Which is fine, and is pretty much as far as this thought exercise could currently go. Because, to reiterate, the systems these Black Locks would lock haven’t been invented yet. It’s literally a solution for a problem that doesn’t exist. I don’t know what more could have been done with it, because they certainly weren’t interested in shifting to immediate concerns.

An H-Bomb in Every Pot

This week, two of the people leading that team (Ilya and Jan) resigned from OpenAI — and on Friday, the team was shut down by OpenAI altogether. There has been some hand-wringing that suggests this reflects OpenAI’s diminishing commitment to the ethical use of its technology. But we shouldn’t be fooled: OpenAI’s super alignment team had zero interest or impact on the ethical use of its technology in its current iteration. It was a forecasting operation, designed to engineer solutions to imaginary problems — to find ways to intervene into systems that nobody yet knew how to build.

This is not to suggest that OpenAI is going to be a more ethical company without them. It’s going to be the exact same company without them: a company that works almost exclusively on deepfake technologies while lobbying Congress to demand access to exponential sums of human data to build a thing that they claim might kill all of us.

The work of the Super Alignment team was so unimportant to anyone’s actual life, now or for the next 35 lives and deaths of Elon Musk, that it makes no impact at all. AI’s greatest risk is not an AI spill or sentience leak. To that end, there are teams of people working at OpenAI who are doing ethics research and thinking through problems of the present. I am not saying they’re going to solve those problems, either. I’m just emphasizing that the people who have left OpenAI weren’t those.

I would argue that even the AI ethics teams of OpenAI are unable to tackle the problems their products have unleashed. They do good enough work with technical band-aids — they fake diverse prompts in image generation, they’re highly restrictive on the kind of output the models produce. Judged solely on the outputs of the model, OpenAI is not doing that bad.

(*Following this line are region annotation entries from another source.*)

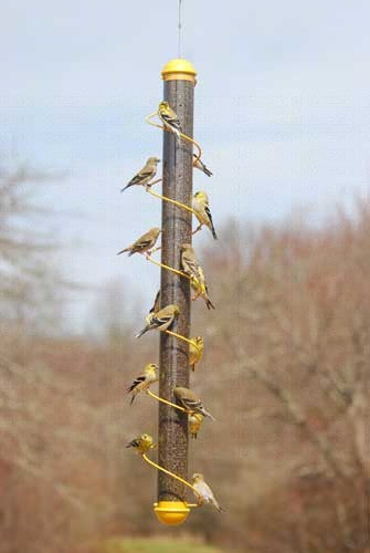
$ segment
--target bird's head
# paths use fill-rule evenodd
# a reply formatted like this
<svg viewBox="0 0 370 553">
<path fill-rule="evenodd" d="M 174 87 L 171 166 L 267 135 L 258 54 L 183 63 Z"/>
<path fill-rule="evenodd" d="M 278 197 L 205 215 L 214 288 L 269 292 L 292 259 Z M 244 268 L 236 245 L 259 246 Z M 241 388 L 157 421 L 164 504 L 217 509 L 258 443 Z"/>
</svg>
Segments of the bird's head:
<svg viewBox="0 0 370 553">
<path fill-rule="evenodd" d="M 154 227 L 150 232 L 158 238 L 161 231 L 162 230 L 159 227 Z"/>
<path fill-rule="evenodd" d="M 181 250 L 181 251 L 189 250 L 189 248 L 192 248 L 192 246 L 191 246 L 191 243 L 188 243 L 188 242 L 182 243 L 182 244 L 180 246 L 180 250 Z"/>
<path fill-rule="evenodd" d="M 145 367 L 145 371 L 148 373 L 157 374 L 158 365 L 156 365 L 156 363 L 148 363 L 148 365 Z"/>
<path fill-rule="evenodd" d="M 197 200 L 205 200 L 205 201 L 208 201 L 208 194 L 204 192 L 203 190 L 200 190 L 199 192 L 194 194 L 194 198 Z"/>
<path fill-rule="evenodd" d="M 195 342 L 195 344 L 198 345 L 198 347 L 203 347 L 203 345 L 204 345 L 204 338 L 203 338 L 203 336 L 195 336 L 193 338 L 193 341 Z"/>
</svg>

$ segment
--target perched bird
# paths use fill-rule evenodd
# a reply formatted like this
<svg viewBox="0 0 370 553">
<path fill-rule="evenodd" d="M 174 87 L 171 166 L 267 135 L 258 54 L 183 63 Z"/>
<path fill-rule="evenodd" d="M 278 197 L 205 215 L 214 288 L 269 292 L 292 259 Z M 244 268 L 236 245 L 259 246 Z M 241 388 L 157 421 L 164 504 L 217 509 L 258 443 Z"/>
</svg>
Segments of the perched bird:
<svg viewBox="0 0 370 553">
<path fill-rule="evenodd" d="M 154 313 L 147 325 L 140 331 L 135 337 L 139 338 L 148 331 L 166 331 L 173 323 L 175 319 L 180 314 L 180 310 L 177 305 L 170 304 Z"/>
<path fill-rule="evenodd" d="M 191 369 L 195 369 L 195 363 L 200 363 L 203 357 L 203 336 L 195 336 L 191 338 L 191 344 L 189 345 L 189 365 Z"/>
<path fill-rule="evenodd" d="M 214 420 L 212 415 L 205 409 L 201 399 L 199 399 L 191 389 L 177 386 L 173 388 L 173 394 L 188 413 L 200 413 L 204 417 L 210 417 Z"/>
<path fill-rule="evenodd" d="M 188 420 L 190 436 L 197 439 L 198 432 L 203 422 L 203 415 L 201 415 L 200 413 L 192 413 L 191 415 L 189 415 Z"/>
<path fill-rule="evenodd" d="M 208 177 L 212 177 L 213 173 L 210 171 L 210 169 L 203 164 L 201 159 L 198 159 L 197 154 L 193 154 L 193 158 L 194 158 L 193 166 L 200 171 L 203 171 L 204 175 L 207 175 Z"/>
<path fill-rule="evenodd" d="M 204 482 L 203 474 L 195 472 L 191 478 L 191 483 L 198 492 L 198 504 L 202 505 L 203 503 L 212 503 L 219 513 L 222 513 L 223 509 L 216 502 L 211 488 L 207 482 Z"/>
<path fill-rule="evenodd" d="M 214 310 L 215 306 L 213 305 L 213 303 L 210 300 L 210 296 L 208 295 L 208 286 L 207 286 L 205 282 L 201 284 L 199 282 L 199 280 L 191 279 L 190 284 L 191 284 L 191 288 L 195 292 L 195 295 L 194 295 L 194 298 L 192 298 L 192 301 L 195 301 L 198 298 L 202 298 L 205 302 L 207 309 Z"/>
<path fill-rule="evenodd" d="M 160 159 L 158 159 L 158 157 L 149 157 L 142 169 L 140 169 L 139 173 L 137 173 L 120 191 L 123 192 L 126 188 L 135 185 L 149 186 L 149 180 L 151 180 L 157 174 L 157 165 Z"/>
<path fill-rule="evenodd" d="M 212 216 L 210 211 L 210 202 L 207 192 L 200 191 L 194 194 L 192 199 L 192 208 L 195 211 L 197 219 L 200 222 L 199 228 L 205 225 L 212 232 L 214 240 L 216 240 L 218 236 L 213 227 Z"/>
<path fill-rule="evenodd" d="M 127 388 L 127 394 L 133 394 L 130 405 L 135 397 L 140 394 L 140 392 L 149 389 L 150 385 L 158 380 L 158 365 L 155 363 L 148 363 L 144 367 L 144 372 L 135 378 L 133 384 Z"/>
<path fill-rule="evenodd" d="M 165 127 L 175 133 L 178 142 L 180 142 L 180 133 L 182 133 L 181 123 L 168 102 L 159 104 L 158 115 Z"/>
<path fill-rule="evenodd" d="M 190 243 L 183 243 L 181 247 L 181 267 L 184 273 L 191 276 L 191 285 L 195 291 L 195 295 L 193 300 L 201 296 L 205 301 L 205 305 L 208 309 L 214 309 L 213 303 L 211 302 L 208 295 L 208 286 L 205 282 L 204 271 L 198 263 L 195 258 L 194 250 L 192 249 Z"/>
<path fill-rule="evenodd" d="M 205 284 L 204 271 L 197 260 L 192 246 L 190 243 L 183 243 L 180 246 L 180 251 L 183 272 L 189 274 L 189 276 L 197 279 L 200 283 Z"/>
<path fill-rule="evenodd" d="M 155 303 L 151 305 L 149 313 L 146 316 L 146 322 L 148 324 L 150 323 L 152 315 L 155 313 L 157 313 L 159 310 L 160 310 L 160 290 L 158 290 L 156 299 L 155 299 Z"/>
<path fill-rule="evenodd" d="M 129 441 L 125 447 L 126 448 L 135 448 L 136 451 L 140 455 L 147 453 L 149 449 L 154 449 L 157 444 L 152 442 L 152 437 L 148 434 L 142 434 L 138 436 L 134 440 Z"/>
<path fill-rule="evenodd" d="M 138 238 L 136 242 L 131 243 L 131 246 L 128 246 L 124 250 L 120 250 L 117 255 L 120 255 L 121 253 L 125 253 L 128 251 L 128 255 L 134 255 L 134 253 L 145 253 L 148 252 L 149 250 L 156 244 L 159 234 L 161 233 L 161 230 L 158 227 L 154 227 L 152 229 L 148 230 L 142 237 Z"/>
</svg>

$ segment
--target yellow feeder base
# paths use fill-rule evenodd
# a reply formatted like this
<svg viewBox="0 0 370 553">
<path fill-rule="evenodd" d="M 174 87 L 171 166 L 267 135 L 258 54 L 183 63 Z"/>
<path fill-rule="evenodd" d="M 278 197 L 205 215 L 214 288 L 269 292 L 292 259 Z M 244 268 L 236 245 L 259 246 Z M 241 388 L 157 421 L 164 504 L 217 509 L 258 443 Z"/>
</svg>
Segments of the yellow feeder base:
<svg viewBox="0 0 370 553">
<path fill-rule="evenodd" d="M 154 511 L 162 524 L 176 526 L 188 519 L 190 508 L 183 501 L 159 501 Z"/>
</svg>

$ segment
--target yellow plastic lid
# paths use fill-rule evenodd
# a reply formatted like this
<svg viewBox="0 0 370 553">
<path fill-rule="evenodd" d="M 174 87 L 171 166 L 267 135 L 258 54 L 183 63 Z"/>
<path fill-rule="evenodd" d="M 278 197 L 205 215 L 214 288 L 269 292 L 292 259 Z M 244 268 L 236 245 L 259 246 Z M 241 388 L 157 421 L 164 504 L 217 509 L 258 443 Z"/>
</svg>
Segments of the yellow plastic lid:
<svg viewBox="0 0 370 553">
<path fill-rule="evenodd" d="M 159 522 L 176 526 L 188 519 L 190 508 L 183 501 L 159 501 L 154 503 L 154 511 Z"/>
</svg>

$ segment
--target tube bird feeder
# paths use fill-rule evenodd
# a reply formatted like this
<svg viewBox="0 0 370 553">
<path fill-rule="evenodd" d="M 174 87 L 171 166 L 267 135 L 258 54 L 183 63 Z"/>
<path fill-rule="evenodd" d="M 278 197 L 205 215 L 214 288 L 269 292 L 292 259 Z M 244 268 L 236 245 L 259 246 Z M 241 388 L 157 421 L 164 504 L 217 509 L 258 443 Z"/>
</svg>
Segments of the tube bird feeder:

The problem is that there are risks well beyond the model’s outputs that require real thinking to solve, thinking that could never be done within the company’s walls. Those risks include the consolidation of wealth and power that AI affords to companies like OpenAI, Google, Meta, Amazon and Microsoft — companies whose control of data has handed them unprecedented power to organize, sort, define and shape the world.

The departure of the super alignment team does nothing to advance or challenge that power. If anything, it suggests that OpenAI is on its way to becoming a normal company. If it moves away from this demand — essentially, “shape policy to our whims or we might accidentally destroy the planet” — then we may actually be able to have rational policy conversations about big tech, focused on this concentration of power and how to constrain its abuses by those who control it. Regulators need to be bringing those outside the walls into dialogue in order to understand those harms, rather than becoming enamored with the complex science fictions of super alignment.

Altman is a known type. He is a salesman, he wants to make money, he wants to control the market, and he sees himself transforming the world. Thanks to a long history of resisting techno-corporate power, we know how to deal with corporate overreach. We don’t need Super Alignment, we need politics: open, participatory systems of airing and resolving grievances.

OpenAI’s weird position is akin to building a commercialized H-bomb: they frame it simultaneously as a powerful tool that could destroy the planet, but also want everyone in the world to have access to it. So their reliance on automated decision-making to curb the risks of automated-decision making, and its marketing gimmick that it is the only company safe enough to commercialize these equivalent H-bombs, fit into Altman’s strategy. It fits into the strategy of Silicon Valley as it has long been: replace politics with computation, preserve the status quo through data.

Most real harms of AI are obscured by hype. It shapes what we talk about and structures the resources poured into solving problems — whether we fund teams to solve problems that don’t exist and likely never will, or fund solutions to problems we already have and know how to solve.